Do you remember your first trip? As I shuffled through my mum’s mess room recently, I came across the artifacts from mine. As I opened the gummed-up pages of a coveted album, I found pictures of my Australian nana’s first trip with me in Canada, documenting her visit to the mighty Rockies, with a much less mighty four-year-old me. Research suggests we only start to form our memories at the age of three or four.

As much as I wanted to recall this trip in vivid detail, the only images I could muster were the ones enclosed in those pages. A friend recently told me that post-pandemic, she would latch onto any reason not to travel with her kids. And since COVID emerged, I have also felt far less inclined to travel.

But after going through a uterine cancer diagnosis at age 32, followed by multiple rounds of IVF, I discovered that life is not measured by time, but by the memories we fashion.
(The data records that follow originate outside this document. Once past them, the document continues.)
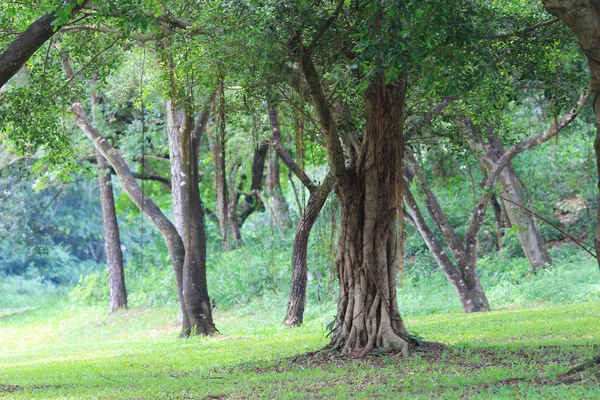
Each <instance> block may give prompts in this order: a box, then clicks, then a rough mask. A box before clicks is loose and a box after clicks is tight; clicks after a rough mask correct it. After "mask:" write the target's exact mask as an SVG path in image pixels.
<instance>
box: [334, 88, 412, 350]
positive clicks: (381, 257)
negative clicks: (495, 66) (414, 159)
mask: <svg viewBox="0 0 600 400" xmlns="http://www.w3.org/2000/svg"><path fill="white" fill-rule="evenodd" d="M405 90H406V81H405V79H400V80H399V81H398V82H393V83H390V84H388V85H384V83H383V80H382V79H378V80H376V81H375V82H374V83H373V84H372V86H371V87H370V88H368V89H367V91H366V94H365V105H366V111H365V112H366V129H365V130H366V132H365V136H364V138H363V144H362V154H361V157H360V158H359V160H360V161H359V164H358V168H357V170H356V172H355V174H353V175H354V176H352V175H350V177H349V178H350V179H347V180H343V181H338V186H337V189H336V193H337V194H338V197H339V199H340V204H341V225H340V234H339V244H338V254H337V257H336V264H337V268H338V275H339V276H338V278H339V281H340V293H339V302H338V311H337V317H336V327H335V329H334V332H333V334H332V342H331V345H332V346H333V347H334V348H340V349H342V352H343V353H350V352H353V351H355V350H359V351H360V352H361V353H362V354H366V353H368V352H370V351H372V350H374V349H382V350H384V351H390V350H393V349H396V350H399V351H401V352H402V353H404V354H407V353H408V351H409V342H410V340H409V338H408V334H407V331H406V328H405V327H404V323H403V321H402V318H401V317H400V312H399V309H398V301H397V297H396V272H397V263H398V258H400V257H403V254H401V253H400V249H401V246H397V240H398V238H397V232H396V222H397V221H396V215H397V210H398V206H399V204H400V203H401V199H400V198H399V196H400V195H401V187H402V172H401V171H402V165H401V163H402V155H403V147H404V143H403V136H402V125H403V115H402V112H403V106H404V95H405ZM349 174H352V173H351V172H350V171H349Z"/></svg>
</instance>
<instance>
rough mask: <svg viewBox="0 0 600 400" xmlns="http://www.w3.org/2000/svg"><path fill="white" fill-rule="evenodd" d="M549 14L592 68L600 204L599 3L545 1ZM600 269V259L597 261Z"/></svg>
mask: <svg viewBox="0 0 600 400" xmlns="http://www.w3.org/2000/svg"><path fill="white" fill-rule="evenodd" d="M543 3H544V7H545V8H546V10H548V12H549V13H551V14H553V15H555V16H556V17H558V18H559V19H560V20H561V21H563V22H564V23H565V24H566V25H567V26H568V27H569V29H571V31H572V32H573V33H574V34H575V36H577V40H578V41H579V45H580V46H581V49H582V50H583V53H584V54H585V55H586V57H587V59H588V63H589V68H590V93H589V96H590V97H591V98H592V99H594V100H593V103H592V107H593V111H594V115H595V117H596V138H595V140H594V150H595V152H596V167H597V169H598V204H600V101H598V100H599V98H600V30H599V29H598V26H600V4H598V1H597V0H579V1H573V0H543ZM594 247H595V249H596V254H597V255H598V254H600V207H598V210H597V214H596V231H595V235H594ZM596 259H597V261H598V266H599V267H600V257H597V258H596Z"/></svg>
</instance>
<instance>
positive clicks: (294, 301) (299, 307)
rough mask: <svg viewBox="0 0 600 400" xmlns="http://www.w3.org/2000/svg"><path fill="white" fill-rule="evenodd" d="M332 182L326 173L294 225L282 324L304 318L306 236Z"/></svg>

So this summer, 30 years after that trip with my nana, I took my son on his first ever trip, a vacation to Prince Edward Island. As soon as we landed on the misty tarmac in the night, I smelled the ocean and held back tears.

Even though our memory may be imperfect, our senses have a way of rewinding time. The scent of the ocean took me back to trying Jaffas candy along a pastel bayside strip in Australia, close to my nana’s house, where she’d cut my vegemite-smudged toast into quarters. That place smelled like my home away from home.

Remembering is flawed, but reminiscing is as real as y.